Tree populations can exhibit tremendous genotypic variation in allocation to chemical defense against herbivores. Genotypes with higher defense allocation are predicted to have slower growth rates, and vice versa, because production of these chemical defenses shares both substrates and pathways with components of plant growth. However, growth-defense tradeoffs are not always observed and can be context-specific. Selection for growth vs. defense traits can vary among environments; for example, plant genotypes with high growth rates are predicted to dominate in competitive environments. These high-growth genotypes are likely to be poorly defended, and if so their dominance in high-competition environments could lead to a reduction in herbivore resistance at the population level.
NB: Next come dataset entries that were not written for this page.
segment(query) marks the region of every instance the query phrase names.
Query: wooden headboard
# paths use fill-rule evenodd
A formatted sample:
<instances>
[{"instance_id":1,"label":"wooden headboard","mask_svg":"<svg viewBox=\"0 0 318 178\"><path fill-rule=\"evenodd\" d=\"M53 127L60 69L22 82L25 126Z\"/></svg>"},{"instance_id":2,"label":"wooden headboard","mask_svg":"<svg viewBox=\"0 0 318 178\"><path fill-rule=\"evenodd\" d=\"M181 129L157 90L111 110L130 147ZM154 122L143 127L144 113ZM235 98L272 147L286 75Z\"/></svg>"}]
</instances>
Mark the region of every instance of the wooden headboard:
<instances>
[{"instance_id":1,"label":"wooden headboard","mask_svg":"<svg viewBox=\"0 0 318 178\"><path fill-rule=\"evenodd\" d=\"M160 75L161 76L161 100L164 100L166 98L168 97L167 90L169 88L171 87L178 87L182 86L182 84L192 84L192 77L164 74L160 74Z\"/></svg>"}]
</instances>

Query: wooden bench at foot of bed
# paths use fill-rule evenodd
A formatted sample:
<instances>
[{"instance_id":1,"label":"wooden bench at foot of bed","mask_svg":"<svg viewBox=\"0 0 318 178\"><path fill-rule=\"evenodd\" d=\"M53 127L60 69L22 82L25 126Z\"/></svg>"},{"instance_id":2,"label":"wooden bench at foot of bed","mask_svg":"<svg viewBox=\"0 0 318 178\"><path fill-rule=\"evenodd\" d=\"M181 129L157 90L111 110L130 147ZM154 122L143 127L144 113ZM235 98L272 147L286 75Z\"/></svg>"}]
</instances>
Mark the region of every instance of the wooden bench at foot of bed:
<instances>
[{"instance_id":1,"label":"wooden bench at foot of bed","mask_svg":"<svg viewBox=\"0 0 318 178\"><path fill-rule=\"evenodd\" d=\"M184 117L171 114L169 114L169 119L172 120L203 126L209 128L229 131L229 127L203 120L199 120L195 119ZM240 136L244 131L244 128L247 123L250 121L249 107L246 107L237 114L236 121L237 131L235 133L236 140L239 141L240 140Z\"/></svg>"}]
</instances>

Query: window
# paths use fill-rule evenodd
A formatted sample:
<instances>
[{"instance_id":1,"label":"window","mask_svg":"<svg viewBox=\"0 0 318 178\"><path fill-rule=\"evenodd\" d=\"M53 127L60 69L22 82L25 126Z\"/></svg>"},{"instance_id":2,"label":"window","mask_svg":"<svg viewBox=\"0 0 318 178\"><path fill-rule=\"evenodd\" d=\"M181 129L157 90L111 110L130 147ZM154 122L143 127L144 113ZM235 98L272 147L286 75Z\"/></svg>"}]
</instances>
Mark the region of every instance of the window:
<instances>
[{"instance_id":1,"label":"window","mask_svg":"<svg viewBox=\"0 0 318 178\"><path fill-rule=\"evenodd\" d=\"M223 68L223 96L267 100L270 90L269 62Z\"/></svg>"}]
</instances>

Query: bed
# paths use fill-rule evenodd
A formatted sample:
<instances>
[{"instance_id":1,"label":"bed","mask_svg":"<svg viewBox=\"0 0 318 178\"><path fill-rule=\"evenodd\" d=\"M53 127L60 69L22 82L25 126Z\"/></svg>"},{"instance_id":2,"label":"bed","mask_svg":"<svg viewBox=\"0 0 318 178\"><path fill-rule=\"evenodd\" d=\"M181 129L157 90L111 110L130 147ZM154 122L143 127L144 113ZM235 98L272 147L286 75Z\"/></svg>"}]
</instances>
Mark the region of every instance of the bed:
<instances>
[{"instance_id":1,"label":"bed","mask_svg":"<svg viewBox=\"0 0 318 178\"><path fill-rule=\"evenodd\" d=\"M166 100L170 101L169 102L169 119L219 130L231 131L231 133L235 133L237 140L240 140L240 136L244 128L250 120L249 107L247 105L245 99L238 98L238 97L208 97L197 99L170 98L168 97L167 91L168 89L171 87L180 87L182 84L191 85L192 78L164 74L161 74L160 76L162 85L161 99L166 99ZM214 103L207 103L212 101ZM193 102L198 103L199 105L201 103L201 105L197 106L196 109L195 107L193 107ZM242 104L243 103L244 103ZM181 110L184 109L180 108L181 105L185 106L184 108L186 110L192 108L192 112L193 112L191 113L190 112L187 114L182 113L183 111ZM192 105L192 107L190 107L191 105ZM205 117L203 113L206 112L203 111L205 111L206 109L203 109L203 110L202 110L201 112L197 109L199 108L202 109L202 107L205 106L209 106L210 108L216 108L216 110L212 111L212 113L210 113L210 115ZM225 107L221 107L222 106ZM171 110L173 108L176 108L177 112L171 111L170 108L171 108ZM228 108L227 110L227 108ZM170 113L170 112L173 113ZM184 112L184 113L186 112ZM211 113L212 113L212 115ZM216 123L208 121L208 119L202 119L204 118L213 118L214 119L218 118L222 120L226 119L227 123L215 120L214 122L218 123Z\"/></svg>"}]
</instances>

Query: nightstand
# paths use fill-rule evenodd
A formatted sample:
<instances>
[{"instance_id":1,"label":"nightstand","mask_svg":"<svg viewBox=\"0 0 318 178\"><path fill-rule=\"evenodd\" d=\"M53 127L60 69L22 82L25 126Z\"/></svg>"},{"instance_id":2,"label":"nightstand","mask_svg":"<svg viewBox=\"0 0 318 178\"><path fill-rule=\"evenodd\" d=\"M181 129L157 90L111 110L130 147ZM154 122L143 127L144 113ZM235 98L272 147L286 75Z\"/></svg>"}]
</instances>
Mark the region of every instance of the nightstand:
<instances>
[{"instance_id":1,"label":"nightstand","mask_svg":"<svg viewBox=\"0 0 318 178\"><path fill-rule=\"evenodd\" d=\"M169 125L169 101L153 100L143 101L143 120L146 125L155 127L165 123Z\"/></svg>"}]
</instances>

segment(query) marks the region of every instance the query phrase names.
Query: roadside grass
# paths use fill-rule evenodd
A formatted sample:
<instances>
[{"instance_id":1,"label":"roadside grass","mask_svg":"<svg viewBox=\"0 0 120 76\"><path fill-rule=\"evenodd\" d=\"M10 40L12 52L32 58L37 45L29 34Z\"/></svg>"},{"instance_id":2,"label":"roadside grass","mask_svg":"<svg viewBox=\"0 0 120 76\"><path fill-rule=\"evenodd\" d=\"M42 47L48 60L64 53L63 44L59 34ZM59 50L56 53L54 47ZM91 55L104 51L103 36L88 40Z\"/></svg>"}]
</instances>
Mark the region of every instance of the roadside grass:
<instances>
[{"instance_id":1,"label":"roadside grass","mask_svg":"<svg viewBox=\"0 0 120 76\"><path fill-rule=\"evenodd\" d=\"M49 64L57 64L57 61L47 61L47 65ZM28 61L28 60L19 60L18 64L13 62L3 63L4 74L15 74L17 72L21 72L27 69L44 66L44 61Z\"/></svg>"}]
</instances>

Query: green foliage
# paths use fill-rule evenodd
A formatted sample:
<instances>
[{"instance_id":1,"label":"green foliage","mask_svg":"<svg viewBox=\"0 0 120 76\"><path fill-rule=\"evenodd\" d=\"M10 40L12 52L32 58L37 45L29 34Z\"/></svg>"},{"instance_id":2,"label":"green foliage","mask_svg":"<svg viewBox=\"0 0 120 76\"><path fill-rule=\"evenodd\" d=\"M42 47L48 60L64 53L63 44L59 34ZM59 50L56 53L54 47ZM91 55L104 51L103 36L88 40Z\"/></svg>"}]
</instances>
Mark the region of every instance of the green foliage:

We used replicated, mixed-genotype populations of trembling aspen (Populus tremuloides) under different intraspecific competition intensities to test whether growth-defense tradeoffs, coupled with variation in growth environment, affect population-level trajectories of genotypic composition and herbivore resistance traits.
Results/Conclusions
Our results show that tree genotypes that invest heavily in chemical defense have slower growth rates than those with lower defense allocation, regardless of competition intensity. These slow-growing genotypes have reduced rates of survivorship in both high- and low-competition stands. However, the relationship between growth and survivorship is especially strong high-competition stands. Thus, the observed growth-defense tradeoff interacts with intraspecific competition to select against high-defense genotypes in high-competition stands. Different selective pressures result in divergent trajectories of genotypic composition in the two environments. For example, one high-defense genotype dropped to 33% survivorship in high-competition stands while maintaining 89% survivorship in low-competition stands. Preliminary results show that changes in genotypic composition (in terms of both relative growth and survivorship) shape stand functional trait composition, with high competition leading to reduced levels of herbivore resistance traits and higher herbivory at the stand level.